A.H.M.E.

ARTICLE 97 :

 

 

 

L’identité haratine

     

    Le mot Haratine, en Hassania (dialecte arabo-berbère), signifie affranchis de l’esclavage maure. Mais dans les faits, il y a très peu d’esclaves réellement affranchis. L’affranchissement, chez  les Maures, ne se traduit pas par une rupture avec l’esclavage mais sa continuation sous d’autres formes. C’est ainsi que, dans les faits et les représentations, les Haratine demeurent esclaves[1].

    Le mot Haratine a pris avec le temps une connotation politique. Il a été, pour la première fois, en 1974,  utilisé par l’organisation de libération et d’émancipation des Haratine ( EL Hor) pour désigner les affranchis et les esclaves maures. Depuis lors,  cet usage du mot s’est répandu.

     

     La question de l’appartenance des Harratine fait l’objet de débats en Mauritanie.

    Les Haratines sont-ils des négro-africains, berbères, arabes ou autres choses ?

    Il convient de rappeler qu’en Mauritanie, l’élément maure est un mélange de Berbères et
    d’Arabes. C’est pour cette raison qu’on les désigne aussi par le terme d’Arabo-berbères.
     

    Pour asseoir leur domination politique, militaire, les Béni Hassan (arabes) ont investi le champ culturel et interdit l’usage de la langue berbère (zanaga). En Mauritanie, pour  ces raisons historiques, les Berbères ne luttent pas encore suffisamment pour affirmer leur identité.

    Parmi, les Maures, il y a une infime minorité d’origine arabe. La majorité des Maures est
    d’origine berbère même si l’aliénation culturelle les empêche de revendiquer leur culture. Les propos suivants expriment cette situation dans laquelle se trouvent les Berbères mauritaniens aujourd’hui :

    « Nous ne tenons en fait de nos appartenances Sanhaja[2] que ce qui prouve que nous étions autre chose que des arabes: les noms de nos tribus et parfois nos familles-essayez seulement d´être assez superficiel pour convaincre les gens de l´origine arabe des Lemtouna,Tendgha ou Techouncha, rien qu´à titre d´exemple. Ces noms nous rappellent trop la défaite, et à défaut de l´essuyer, nous la renions, et du coup nous nous renions. »[3]

     

    I- Les Haratine sont-ils des  Berbères ?

    Qui sont les Berbères ?

    « Les Berbères sont une ethnie autochtone d'Afrique du Nord. Ils sont répartis sur près de cinq millions de kilomètres carrés — depuis le Maroc jusqu'à l'Ouest de l'Égypte ('Siwa) — en différents groupes de culture et de langue commune (le berbère ou tamazight), quoique déclinée en dialectes locaux.

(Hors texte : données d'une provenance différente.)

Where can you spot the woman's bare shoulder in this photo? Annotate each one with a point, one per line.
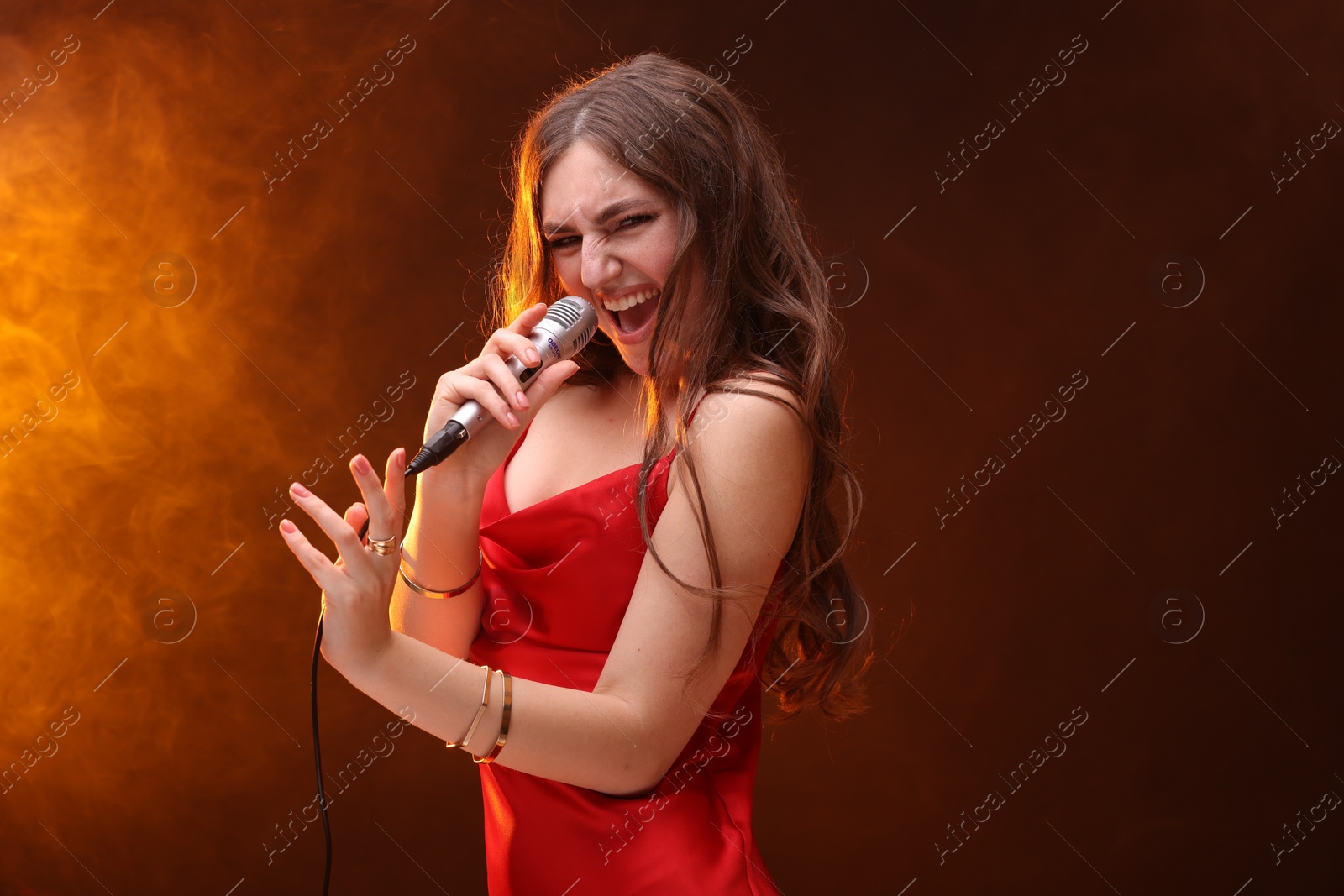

À l'exception des Touaregs, la plupart des Berbères sont sédentaires. »[4]

    Ces berbères, habitants l’Afrique du Nord, sont les premiers, bien avant l’arrivée des Arabes, à asservir les communautés noires. Dans le cadre de la traite négrière saharienne, les Berbères ne réduisaient pas des personnes de leur propre communauté à l’esclavage. Ils allaient chercher des noirs, loin de leur communauté. Les Berbères se servaient d’une partie de leurs captures d’esclaves pour leur propre usage. Un pourcentage non négligeable de Haratine est issu de cet esclavage.  L’autre partie était destinée à l’exportation en direction du Moyen Orient et de l’Europe. Cet esclavage berbère a laissé ses traces palpables en Afrique du Nord par la présence de fortes communautés noires d’origine esclave. On voit donc que les Haratine ne sont pas issus de la communauté berbère. Ils sont venus comme esclaves au sein de cette communauté et demeurent, encore aujourd’hui, victimes de l’esclavage et du racisme du fait de leur couleur de peau.

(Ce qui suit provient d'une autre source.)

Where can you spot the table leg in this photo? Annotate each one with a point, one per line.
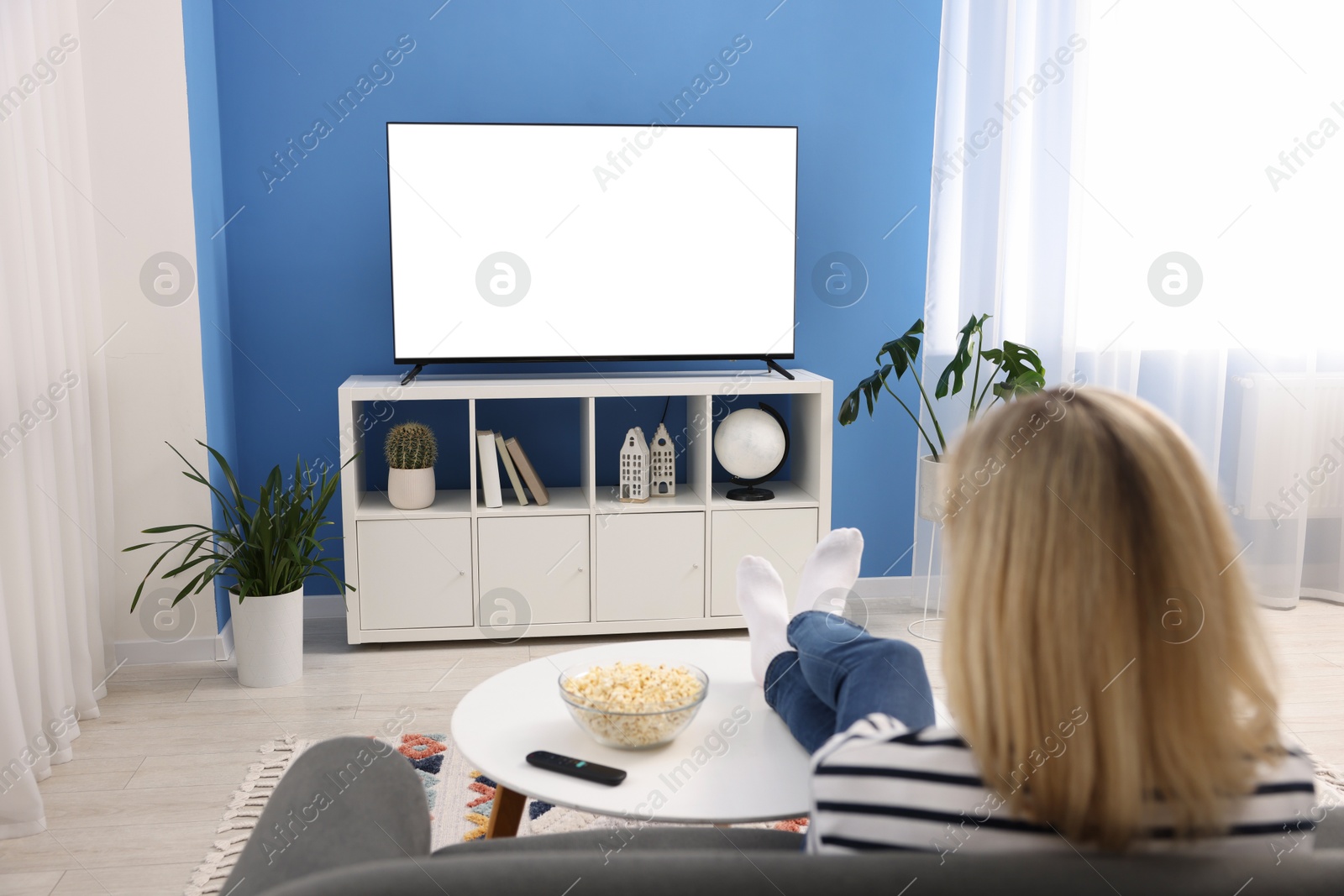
(506, 813)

    II- Les Haratine sont-ils des Arabes ?

    Qui sont les Arabes ?

    « Une personne peut se qualifier ou être qualifiée d'arabe selon :

      le groupe ethnique : est arabe une personne issue d'un groupe ethnique considéré comme arabe. Cette définition dépend de l'établissement de l'arabité de ce groupe.

      La langue : est arabe une personne dont la langue maternelle est l'arabe (ou l'une de ses variantes). Cette définition rassemble plus de 280 millions[réf. nécessaire] de personnes à travers le monde.

      La généalogie : est arabe une personne affiliée à des habitants de la Péninsule arabique. »[5]

    En ce qui concerne l’appartenance ethnique, les Haratine sont issus d’ethnies noires et africaines, donc, ethniquement, les Haratine ne sont pas arabes

    Pour ce qui est de la langue.

    1. Les Haratine sont des noirs pris comme esclaves par les Maures. De ce fait, ces noirs ont été contraints de partager avec leurs Maîtres une part de leur culture. Par assimilation, ils ont adopté la culture arabo-berbère. Cela crée une affinité avec les Maures, notamment au niveau de l’utilisation du Hassania (dialecte arabo-berbère). Ce hassania est certes largement influencé par la langue arabe, mais il est aussi le fruit d’autres influences : la langue berbère (zanaga) et les langues négro-africaines : hal pulaâr, soninké, ouolof,  bambara, etc.

    2. Les Haratine, qui ont fui l’esclavage arabo-berbère et qui se sont installés, en partie, au sud de la Mauritanie, majoritairement habitée par les Négro Mauritaniens, ne parlent pas tous le hassania. Ils s’expriment, soit en soninké, en hal pulaâr ou wolof. Par exemple, les Haratine de Oulad Benioug à Rosso, parlent plutôt le wolof que le hassania.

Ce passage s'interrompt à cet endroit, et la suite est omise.